Fear has always been the evolutionary factor that has helped humans stay safe. In today’s world, however, fear responses or phobias are more a hindrance than help. To overcome these phobias, accumulating scientific evidence shows that ‘mindfulness’ practice could help in unlearning the fear response.
A new study from researchers at the University of Southern Denmark, Uppsala University, Lund University, Peking University and Icahn School of Medicine at Mount Sinai, shows that mindfulness training facilitates extinction of conditioned fear reactions, producing lasting reductions in threat-related arousal responses.
The purpose of mindfulness is to help an individual focus on stimuli occurring in the present moment rather than the fear response. It is commonly believed that mindfulness can help people feel calmer, more serene and more motivated in their day-to-day lives. The findings of an increasing number of studies are now backing up that evidence, indicating that mindfulness practice can bring real benefits for physical and, especially, mental health.
This new study, published in Nature Scientific Reports, has suggested that if you start practising mindfulness, you will find it easier to unlearn your phobias and remain fear-free.
For the study, researchers recruited 26 healthy people and divided them randomly into two t groups. Participants from one group underwent a daily mindfulness session for four weeks through a popular app, while the other received no such session. After four weeks, all the participants had to undergo an experiment related to the fear response for a couple of days.

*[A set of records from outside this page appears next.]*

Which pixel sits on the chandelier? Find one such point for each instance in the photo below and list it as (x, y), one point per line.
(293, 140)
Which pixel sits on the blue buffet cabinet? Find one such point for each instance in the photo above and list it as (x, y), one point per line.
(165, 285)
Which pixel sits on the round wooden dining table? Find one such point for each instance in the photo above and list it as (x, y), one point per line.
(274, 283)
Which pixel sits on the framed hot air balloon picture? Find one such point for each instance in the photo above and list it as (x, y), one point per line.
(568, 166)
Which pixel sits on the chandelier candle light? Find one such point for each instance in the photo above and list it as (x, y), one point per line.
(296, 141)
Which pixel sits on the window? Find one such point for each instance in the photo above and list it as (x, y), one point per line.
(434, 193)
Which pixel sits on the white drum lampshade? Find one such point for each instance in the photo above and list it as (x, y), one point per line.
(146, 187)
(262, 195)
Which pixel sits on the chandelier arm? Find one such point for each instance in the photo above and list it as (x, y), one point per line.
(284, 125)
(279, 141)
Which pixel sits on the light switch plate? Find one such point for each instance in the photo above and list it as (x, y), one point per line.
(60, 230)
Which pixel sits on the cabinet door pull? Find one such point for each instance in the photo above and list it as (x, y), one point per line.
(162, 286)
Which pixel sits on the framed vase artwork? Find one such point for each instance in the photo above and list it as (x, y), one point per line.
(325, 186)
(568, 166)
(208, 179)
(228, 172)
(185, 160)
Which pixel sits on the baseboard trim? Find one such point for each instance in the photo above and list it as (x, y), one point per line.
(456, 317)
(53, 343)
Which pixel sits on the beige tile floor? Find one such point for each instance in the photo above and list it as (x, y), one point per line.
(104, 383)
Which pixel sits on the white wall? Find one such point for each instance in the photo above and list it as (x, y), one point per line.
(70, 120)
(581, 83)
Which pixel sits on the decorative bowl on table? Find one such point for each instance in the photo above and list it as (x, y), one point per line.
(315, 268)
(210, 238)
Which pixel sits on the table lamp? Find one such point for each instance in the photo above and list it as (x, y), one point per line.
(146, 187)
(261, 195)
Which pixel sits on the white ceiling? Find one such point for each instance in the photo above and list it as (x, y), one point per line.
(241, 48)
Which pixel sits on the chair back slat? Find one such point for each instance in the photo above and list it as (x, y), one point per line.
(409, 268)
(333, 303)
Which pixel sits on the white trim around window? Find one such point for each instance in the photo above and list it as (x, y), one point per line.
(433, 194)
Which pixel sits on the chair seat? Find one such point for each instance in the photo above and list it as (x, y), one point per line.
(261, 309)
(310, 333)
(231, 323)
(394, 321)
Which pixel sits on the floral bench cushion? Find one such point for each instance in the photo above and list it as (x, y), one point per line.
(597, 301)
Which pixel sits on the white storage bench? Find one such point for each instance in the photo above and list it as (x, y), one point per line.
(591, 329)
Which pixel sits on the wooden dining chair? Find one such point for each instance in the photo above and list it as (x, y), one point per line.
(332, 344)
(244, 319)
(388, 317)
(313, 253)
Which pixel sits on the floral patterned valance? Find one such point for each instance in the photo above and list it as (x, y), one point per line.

Initially, the participants learned a fear response by watching a slideshow of images. When a particular image came up on the screen, they also received mild electric shocks, to reinforce an association of unpleasant shocks with the images. Therefore, whenever a particular image came up, participants would experience increased sweating, a mark of the ‘fight or flight’ response.
Once this association was created among the participants, the researchers then proceeded to eliminate this reaction. They achieved this by repeatedly showing the participants the same set of images; but, this time, without delivering any electric shocks. They wanted to find out in which of the participants, if any, the unlearning of the fear response would stick, since fearful associations, typically, tend to return very quickly.
On a subsequent day, the investigators displayed the same slideshow of images to all the participants while having them hooked up to the device that they used to deliver shocks. But, this time, they did not deliver any shocks.
Results indicated that the participants, who had received mindfulness training earlier, did not experience a fear reaction when they viewed a photo with which they had earlier formed an unpleasant association. However, in the other group of participants, who had not received the same mindfulness training, the fear response made a comeback, as demonstrated by skin conductance measurements that assessed physiological markers of a psychological arousal.
“We can show that mindfulness does not only have an effect on subjective experiences of negative emotions, as has been shown previously, but that you can actual see clear effects on autonomic arousal responses, even with a limited amount of training,” explained Dr Johannes Björkstrand, lead author on the study.
Dr Björkstrand believes that adding mindfulness therapy to exposure therapy, which is typically used to help other overcome phobias, could boost its effectiveness.
“Our results suggest that, if you combine mindfulness training with exposure therapy, maybe you can achieve larger and longer lasting treatment effects. In this way, you could get at an underlying vulnerability factor and more people would respond to these treatments,” he explained. However, studies in clinical populations and actual treatment studies are needed before drawing any firm conclusions in this matter.
The researchers now want to move forward and investigate the underlying neurobiological mechanisms that are involved. “We are currently repeating the experiment with twice the number of participants, and the whole thing is carried out inside an fMRI (functional magnetic resonance imaging) scanner equipped with an extra strong electro-magnetic field so that we can measure their brain activity to a high degree of precision throughout all parts of the experiment,” said Prof Ulrich Krik, co-author of the study.
“We hope to show that the effect is robust and that we can replicate the current findings, and also say what processes in the brain are involved in producing these effects,” he added.